Queue Strategies
Two work-stealing strategies, selected at compile time via the
WorkStealing trait:
#![allow(unused)]
fn main() {
/// A work-stealing strategy. Associates typed Store and Handle via GATs.
pub trait WorkStealing: 'static {
type Spec: Copy + Default + Send + Sync;
type Store<N: Send + 'static, H: 'static, R: Send + 'static>: Send + Sync;
type Handle<'a, N: Send + 'static, H: 'static, R: Send + 'static>: TaskOps<N, H, R>
where Self: 'a;
fn create_store<N: Send + 'static, H: 'static, R: Send + 'static>(
spec: &Self::Spec, n_workers: usize,
) -> Self::Store<N, H, R>;
fn reset_store<N: Send + 'static, H: 'static, R: Send + 'static>(
store: &mut Self::Store<N, H, R>,
);
fn handle<'a, N: Send + 'static, H: 'static, R: Send + 'static>(
store: &'a Self::Store<N, H, R>, worker_idx: usize,
) -> Self::Handle<'a, N, H, R>;
}
}
The three associated types capture the queue lifecycle:
Spec: construction-time configurationStore<N, H, R>: per-fold resources (deques, bitmask, etc.)Handle<'a, N, H, R>: per-worker view that borrows from Store
Workers interact through TaskOps:
#![allow(unused)]
fn main() {
/// Per-worker task operations. Each WorkStealing::Handle implements this.

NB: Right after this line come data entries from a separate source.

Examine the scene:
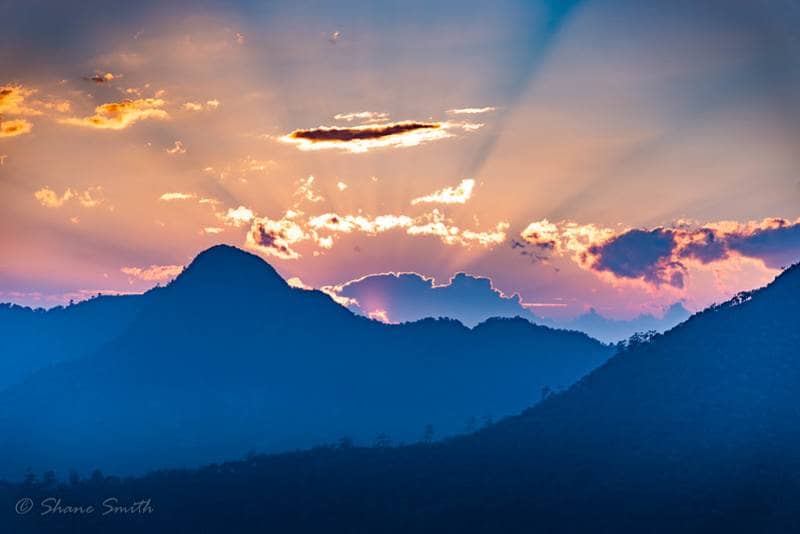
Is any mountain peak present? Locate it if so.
[169,245,287,294]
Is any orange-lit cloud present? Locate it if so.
[84,72,120,83]
[59,98,169,130]
[33,186,103,208]
[411,178,475,205]
[158,192,197,202]
[182,99,219,111]
[0,85,42,116]
[120,265,183,282]
[367,310,392,324]
[521,218,800,289]
[0,119,33,138]
[278,121,482,154]
[333,111,389,122]
[220,206,255,228]
[294,176,325,206]
[447,106,497,115]
[166,141,186,156]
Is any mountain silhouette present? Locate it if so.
[0,295,147,390]
[548,302,692,343]
[0,245,612,477]
[0,260,800,533]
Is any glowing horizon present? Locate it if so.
[0,0,800,321]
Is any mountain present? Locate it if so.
[0,246,613,477]
[0,266,800,533]
[548,302,692,343]
[329,272,691,343]
[0,295,146,390]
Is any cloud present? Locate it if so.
[245,217,309,260]
[278,121,481,154]
[520,218,800,289]
[158,192,197,202]
[447,106,497,115]
[308,209,509,250]
[294,176,325,202]
[33,186,103,208]
[333,111,389,122]
[220,206,255,228]
[0,85,42,116]
[0,119,33,138]
[286,276,314,290]
[181,99,219,111]
[308,213,414,234]
[166,141,186,156]
[325,272,533,327]
[120,265,183,282]
[84,72,120,84]
[588,228,685,288]
[411,178,475,205]
[33,187,73,208]
[59,98,169,130]
[238,201,509,259]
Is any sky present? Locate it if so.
[0,0,800,321]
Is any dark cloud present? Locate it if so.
[679,228,728,264]
[336,273,533,326]
[583,219,800,288]
[288,121,441,143]
[726,219,800,269]
[329,273,689,342]
[588,228,684,288]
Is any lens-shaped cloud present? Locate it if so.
[120,265,183,282]
[278,121,482,154]
[411,178,475,205]
[58,98,169,130]
[521,218,800,289]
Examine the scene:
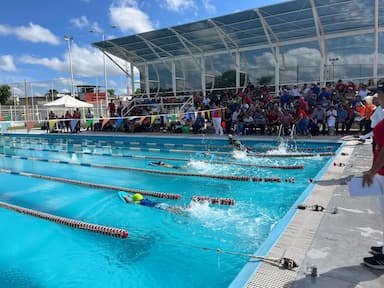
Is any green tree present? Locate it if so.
[0,85,11,104]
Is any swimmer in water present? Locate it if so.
[228,134,251,152]
[148,161,185,169]
[123,193,184,214]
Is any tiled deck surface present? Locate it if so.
[248,138,384,288]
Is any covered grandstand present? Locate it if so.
[93,0,384,96]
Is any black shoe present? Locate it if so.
[363,254,384,270]
[371,246,383,255]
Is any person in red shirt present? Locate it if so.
[363,86,384,270]
[108,99,116,117]
[296,108,310,136]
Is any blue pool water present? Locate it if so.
[0,135,339,287]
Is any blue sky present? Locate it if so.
[0,0,284,94]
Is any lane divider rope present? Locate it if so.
[191,196,235,206]
[0,169,181,200]
[0,201,128,238]
[247,152,336,158]
[0,154,295,183]
[2,138,336,158]
[0,154,251,181]
[0,146,304,170]
[6,138,333,152]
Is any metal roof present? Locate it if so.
[93,0,378,64]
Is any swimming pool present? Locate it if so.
[0,135,339,287]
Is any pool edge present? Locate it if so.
[228,140,346,288]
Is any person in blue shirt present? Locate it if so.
[123,193,183,213]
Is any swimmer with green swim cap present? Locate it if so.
[132,193,144,204]
[123,193,182,213]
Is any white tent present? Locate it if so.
[44,95,93,108]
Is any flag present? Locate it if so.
[71,119,79,131]
[87,119,93,128]
[115,117,123,128]
[101,118,109,129]
[0,122,11,135]
[25,121,35,133]
[48,120,56,130]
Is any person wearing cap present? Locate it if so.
[364,96,376,134]
[326,104,337,135]
[123,193,182,213]
[362,86,384,270]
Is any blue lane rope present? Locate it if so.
[0,145,304,169]
[0,169,181,199]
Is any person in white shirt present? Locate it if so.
[326,104,337,135]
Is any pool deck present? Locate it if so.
[247,137,384,288]
[5,131,384,288]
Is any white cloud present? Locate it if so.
[109,0,153,33]
[20,43,126,78]
[0,23,60,45]
[203,0,216,14]
[164,0,196,12]
[69,15,89,29]
[0,55,17,72]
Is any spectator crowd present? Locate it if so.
[44,80,378,136]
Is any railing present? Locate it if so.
[122,95,193,117]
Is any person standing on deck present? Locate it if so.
[363,86,384,270]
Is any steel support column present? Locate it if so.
[373,0,379,83]
[310,0,328,86]
[200,56,207,98]
[144,64,151,97]
[235,50,240,91]
[129,63,135,95]
[171,61,177,97]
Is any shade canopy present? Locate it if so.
[93,0,378,64]
[44,95,93,108]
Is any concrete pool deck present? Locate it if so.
[5,131,384,288]
[247,138,384,288]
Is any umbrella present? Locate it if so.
[44,95,93,108]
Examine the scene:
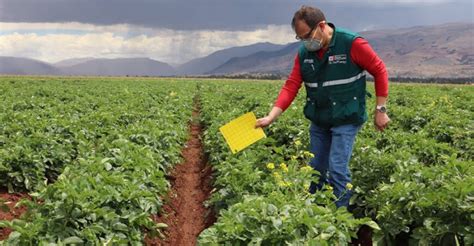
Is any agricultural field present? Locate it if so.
[0,77,474,245]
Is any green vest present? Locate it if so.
[298,23,367,128]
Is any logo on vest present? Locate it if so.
[328,54,347,65]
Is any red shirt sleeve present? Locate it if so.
[274,54,303,111]
[351,38,388,97]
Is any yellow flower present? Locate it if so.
[278,181,292,187]
[280,163,288,173]
[273,172,281,180]
[267,162,275,170]
[300,166,313,172]
[303,151,314,158]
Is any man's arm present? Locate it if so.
[255,55,303,127]
[351,38,390,131]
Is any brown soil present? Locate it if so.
[0,190,28,241]
[145,99,215,246]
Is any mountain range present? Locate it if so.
[0,23,474,78]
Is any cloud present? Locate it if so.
[0,23,294,63]
[0,0,473,30]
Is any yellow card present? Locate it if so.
[219,112,266,154]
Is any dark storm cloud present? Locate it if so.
[0,0,473,30]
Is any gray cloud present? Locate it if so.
[0,0,474,31]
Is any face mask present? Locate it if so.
[303,39,322,51]
[303,25,323,52]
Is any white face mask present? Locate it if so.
[302,24,323,51]
[303,39,323,51]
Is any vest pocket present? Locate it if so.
[303,97,316,122]
[331,93,361,125]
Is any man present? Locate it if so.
[256,6,390,207]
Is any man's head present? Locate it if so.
[291,6,331,50]
[291,5,326,31]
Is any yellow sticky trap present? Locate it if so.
[219,112,267,154]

pub trait TaskOps<N, H, R> {
/// Returns None on success, Some(task) if queue full (caller executes inline).
fn push(&self, task: FunnelTask<N, H, R>) -> Option<FunnelTask<N, H, R>>;
fn try_acquire(&self) -> Option<FunnelTask<N, H, R>>;
}
}
push returns Some(task) if the queue is full — the caller
executes inline (Cilk overflow protocol). try_acquire encapsulates
the strategy’s acquisition policy.
PerWorker: Chase-Lev deques + bitmask steal
Each worker owns a Chase-Lev deque. Push is LIFO (local, no atomic).
Steal uses an AtomicU64 bitmask to find non-empty deques — one
atomic load instead of scanning N deques.
#![allow(unused)]
fn main() {
impl<N: Send + 'static, H: 'static, R: Send + 'static> TaskOps<N, H, R>
for PerWorkerHandle<'_, N, H, R>
{
fn push(&self, task: FunnelTask<N, H, R>) -> Option<FunnelTask<N, H, R>> {
match self.my_deque.push(task) {
Ok(()) => {
self.work_available.fetch_or(1u64 << self.my_idx, Ordering::Relaxed);
None
}
Err(task) => Some(task),
}
}
fn try_acquire(&self) -> Option<FunnelTask<N, H, R>> {
// Local deque first — LIFO pop, cache-warm, no contention.
if let Some(task) = self.my_deque.pop() { return Some(task); }
// Bitmask-guided steal from other deques.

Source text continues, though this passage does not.